À l’instant où il l’apercevait, il reçut dans le dos un coup violent qui expulsa l’air de ses poumons, et il trébucha en avant. Son pied heurta le bord de la première marche ; il perdit l’équilibre. Sa main droite, tendue dans l’espoir de se rattraper, glissa le long de la paroi, râpée par les aspérités. Des feuilles filèrent entre les doigts de sa main gauche, quelque chose égratigna sa peau. La vigne ! Son poing se referma dessus. Elle céda sous son poids. De longues vrilles s’arrachèrent au muret en brique crue, tout en haut, et Bak se sentit tomber vers les profondeurs. Mais l’extrémité de la plante était solidement enracinée dans la paroi et l’arrêta net. Il heurta de plein fouet le mur de pierre.

Il secoua la tête pour s’éclaircir les idées et leva les yeux vers le sommet des marches. Personne. On ne l’avait pas poussé. On l’avait frappé dans le dos au moyen d’une fronde. Une arme de soldat, mais la plupart des enfants de Kemet se familiarisaient tôt avec son maniement pour abattre des oiseaux ou du petit gibier. Tant qu’il restait accroché dans ce puits, Bak n’était pas mieux loti qu’un canard ou un lièvre dans la nasse du chasseur.

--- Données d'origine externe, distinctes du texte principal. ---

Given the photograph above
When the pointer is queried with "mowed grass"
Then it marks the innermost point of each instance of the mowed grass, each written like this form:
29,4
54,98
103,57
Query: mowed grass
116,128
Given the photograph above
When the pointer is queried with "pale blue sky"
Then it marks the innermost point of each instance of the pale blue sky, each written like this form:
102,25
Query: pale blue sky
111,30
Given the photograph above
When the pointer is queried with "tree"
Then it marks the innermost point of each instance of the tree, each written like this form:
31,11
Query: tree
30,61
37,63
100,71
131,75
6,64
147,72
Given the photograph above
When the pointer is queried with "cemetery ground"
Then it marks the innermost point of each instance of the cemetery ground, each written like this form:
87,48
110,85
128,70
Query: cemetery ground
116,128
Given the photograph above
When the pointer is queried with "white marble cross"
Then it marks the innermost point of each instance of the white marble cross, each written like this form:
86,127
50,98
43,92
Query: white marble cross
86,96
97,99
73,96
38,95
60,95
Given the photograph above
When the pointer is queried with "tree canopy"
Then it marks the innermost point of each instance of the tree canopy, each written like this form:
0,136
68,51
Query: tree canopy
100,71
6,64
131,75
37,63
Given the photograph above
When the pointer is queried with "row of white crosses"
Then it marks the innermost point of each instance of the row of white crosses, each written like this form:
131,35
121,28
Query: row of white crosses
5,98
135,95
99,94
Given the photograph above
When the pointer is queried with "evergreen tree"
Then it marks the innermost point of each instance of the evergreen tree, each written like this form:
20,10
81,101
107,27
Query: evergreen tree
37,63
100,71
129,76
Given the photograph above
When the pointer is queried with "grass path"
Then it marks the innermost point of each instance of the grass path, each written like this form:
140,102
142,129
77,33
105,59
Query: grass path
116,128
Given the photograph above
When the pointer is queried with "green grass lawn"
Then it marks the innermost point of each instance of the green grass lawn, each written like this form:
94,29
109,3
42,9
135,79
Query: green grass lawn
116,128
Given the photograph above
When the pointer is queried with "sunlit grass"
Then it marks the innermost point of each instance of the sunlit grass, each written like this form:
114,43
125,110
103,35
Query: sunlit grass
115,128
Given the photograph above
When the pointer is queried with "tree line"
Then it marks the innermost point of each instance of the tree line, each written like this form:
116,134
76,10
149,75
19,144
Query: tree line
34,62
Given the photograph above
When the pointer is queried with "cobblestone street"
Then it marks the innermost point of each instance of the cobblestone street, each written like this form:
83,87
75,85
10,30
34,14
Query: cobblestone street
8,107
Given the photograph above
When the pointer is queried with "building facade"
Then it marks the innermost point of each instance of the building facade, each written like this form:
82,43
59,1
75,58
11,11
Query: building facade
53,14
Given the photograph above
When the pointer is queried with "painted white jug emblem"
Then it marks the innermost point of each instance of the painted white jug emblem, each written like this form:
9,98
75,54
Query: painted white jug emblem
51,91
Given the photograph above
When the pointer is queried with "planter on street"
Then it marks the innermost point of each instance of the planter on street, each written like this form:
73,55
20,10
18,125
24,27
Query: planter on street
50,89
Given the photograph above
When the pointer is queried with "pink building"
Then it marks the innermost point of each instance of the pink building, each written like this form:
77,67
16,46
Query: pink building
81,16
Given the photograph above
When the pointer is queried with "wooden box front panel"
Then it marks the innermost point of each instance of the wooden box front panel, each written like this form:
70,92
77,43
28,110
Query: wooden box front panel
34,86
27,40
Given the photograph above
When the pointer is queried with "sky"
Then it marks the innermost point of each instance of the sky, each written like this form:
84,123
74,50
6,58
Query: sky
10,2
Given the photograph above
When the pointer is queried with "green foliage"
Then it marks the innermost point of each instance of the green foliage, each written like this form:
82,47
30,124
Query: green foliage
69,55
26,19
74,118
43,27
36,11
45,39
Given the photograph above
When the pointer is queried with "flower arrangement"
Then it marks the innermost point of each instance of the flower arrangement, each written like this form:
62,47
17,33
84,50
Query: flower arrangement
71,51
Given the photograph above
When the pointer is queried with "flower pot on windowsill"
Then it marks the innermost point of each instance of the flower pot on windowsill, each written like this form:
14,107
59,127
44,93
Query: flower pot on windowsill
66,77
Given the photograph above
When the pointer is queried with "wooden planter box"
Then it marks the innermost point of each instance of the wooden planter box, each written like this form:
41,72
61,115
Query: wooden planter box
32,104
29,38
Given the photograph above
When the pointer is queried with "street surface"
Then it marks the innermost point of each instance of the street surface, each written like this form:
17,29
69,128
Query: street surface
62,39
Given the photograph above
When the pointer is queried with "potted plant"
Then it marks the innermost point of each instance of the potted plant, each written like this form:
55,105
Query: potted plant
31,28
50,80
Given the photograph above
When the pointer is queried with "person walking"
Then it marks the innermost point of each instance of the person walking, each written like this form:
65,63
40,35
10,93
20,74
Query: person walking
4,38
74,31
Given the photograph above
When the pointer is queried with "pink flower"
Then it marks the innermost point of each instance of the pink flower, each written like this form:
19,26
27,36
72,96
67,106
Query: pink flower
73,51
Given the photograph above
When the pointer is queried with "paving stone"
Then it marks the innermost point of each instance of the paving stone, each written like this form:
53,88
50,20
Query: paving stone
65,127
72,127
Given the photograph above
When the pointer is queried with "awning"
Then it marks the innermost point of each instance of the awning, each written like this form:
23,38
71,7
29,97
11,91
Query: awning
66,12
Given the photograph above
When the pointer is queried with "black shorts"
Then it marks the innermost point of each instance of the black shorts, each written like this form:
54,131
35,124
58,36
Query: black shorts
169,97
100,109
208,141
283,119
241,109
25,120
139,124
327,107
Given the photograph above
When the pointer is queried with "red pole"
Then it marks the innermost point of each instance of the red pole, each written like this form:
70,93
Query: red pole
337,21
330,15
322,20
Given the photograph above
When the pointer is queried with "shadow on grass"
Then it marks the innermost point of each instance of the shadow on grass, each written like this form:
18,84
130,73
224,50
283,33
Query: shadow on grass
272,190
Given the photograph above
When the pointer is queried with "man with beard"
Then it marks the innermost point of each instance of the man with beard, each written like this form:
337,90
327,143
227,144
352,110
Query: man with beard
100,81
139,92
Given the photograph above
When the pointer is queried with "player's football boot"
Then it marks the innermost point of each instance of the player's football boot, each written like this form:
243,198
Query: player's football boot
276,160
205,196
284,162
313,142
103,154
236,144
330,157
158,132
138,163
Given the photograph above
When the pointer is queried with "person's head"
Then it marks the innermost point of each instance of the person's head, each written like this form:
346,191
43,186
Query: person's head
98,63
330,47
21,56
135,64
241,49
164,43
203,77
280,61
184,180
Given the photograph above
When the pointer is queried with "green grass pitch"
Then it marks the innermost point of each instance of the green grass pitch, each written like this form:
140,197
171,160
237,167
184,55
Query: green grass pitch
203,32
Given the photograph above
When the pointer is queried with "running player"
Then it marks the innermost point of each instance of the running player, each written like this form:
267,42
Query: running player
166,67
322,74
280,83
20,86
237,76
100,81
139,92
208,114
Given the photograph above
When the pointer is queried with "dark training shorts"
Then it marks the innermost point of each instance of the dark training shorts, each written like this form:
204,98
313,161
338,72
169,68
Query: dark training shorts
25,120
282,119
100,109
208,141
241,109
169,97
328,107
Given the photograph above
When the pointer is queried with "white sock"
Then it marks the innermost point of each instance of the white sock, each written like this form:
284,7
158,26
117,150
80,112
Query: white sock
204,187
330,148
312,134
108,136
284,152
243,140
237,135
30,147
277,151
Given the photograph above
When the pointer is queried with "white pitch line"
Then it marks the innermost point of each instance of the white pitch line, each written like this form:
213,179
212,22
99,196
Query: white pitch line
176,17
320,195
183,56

Il adressa à Amon une tardive prière de gratitude assortie d’une requête en vue d’une aide supplémentaire, puis il tendit vivement la main droite vers le haut. Les vrilles se rompirent, il tomba encore, le cœur au bord des lèvres ; à nouveau il fut arrêté brutalement. Une douleur à couper le souffle perça son épaule gauche. Un muscle déchiré, sans doute. Il serra les dents pour ne pas crier et, en tâtonnant, sentit une écorce rude sous ses doigts. Il explora la paroi un peu plus haut. La sueur perlait sur son front, sur sa lèvre supérieure. La souffrance était atroce, la peur de tomber pire encore.

S’employant désespérément à soulager son bras gauche, le dos palpitant de douleur, il agita les jambes afin de se débarrasser de ses sandales et, du bout des orteils, chercha un point d’appui. Juste au moment où il allait lâcher prise, il sentit une craquelure entre les rochers. Il put alors s’appuyer sur son pied et atteindre la vigne à l’aide de sa main droite.

Il leva à nouveau la tête vers la bouche du puits et, comme la première fois, ne vit personne. Son assaillant le croyait mort ou attendait son heure.

Priant pour que la vigne continue à supporter son poids, pour que, si jamais elle se brisait, il puisse en réchapper, il entama sa progression vers la gauche, les mains glissantes. Au bout d’un moment, il marqua une pause. Quelle distance lui restait-il encore à parcourir ? Il évalua l’écart qui le séparait des marches et, tenant compte de sa propre taille, il estima l’endroit d’où il pourrait se laisser choir sur l’escalier. « À peine plus de trois coudées, conclut-il. Si près, et si loin à la fois. »

Il se concentrait totalement sur une succession de gestes simples. Bouger sa main, trouver un nouvel appui pour son pied, bouger son autre main. Il oublia celui qui l’avait attaqué, la profondeur vertigineuse au-dessous de lui, le bout de ciel qui s’assombrissait tout en haut. Il méprisa la lassitude et la soif. Il supporta la douleur dans ses muscles, dans ses phalanges écorchées. Il endura le feu dans son épaule.

Au bout d’un interminable tourment, son pied rencontra une surface froide et dure. Il baissa les yeux, surpris. Une marche ! Il était allé plus loin qu’il ne fallait. Débordant d’allégresse, il planta ses deux pieds sur la pierre et lâcha prise. Il ne sentait plus ses bras engourdis. Affaibli par l’effort et la tension nerveuse, il gravit tant bien que mal l’escalier escarpé.

Arrivé au sommet, il jeta un coup d’œil prudent à l’extérieur. Le singe, perché sur le muret, tenait une grappe de raisin dont il dégustait les grains bien mûrs, lançant les autres au loin. Il s’éloigna du policier en une série de petits bonds, mais ne montra pas de frayeur particulière. Certain désormais qu’ils étaient seuls, Bak se hissa hors du puits et s’adossa contre le mur, près de l’entrée. Il enfouit son visage dans ses mains sales et endolories, et adressa à Amon de fervents remerciements.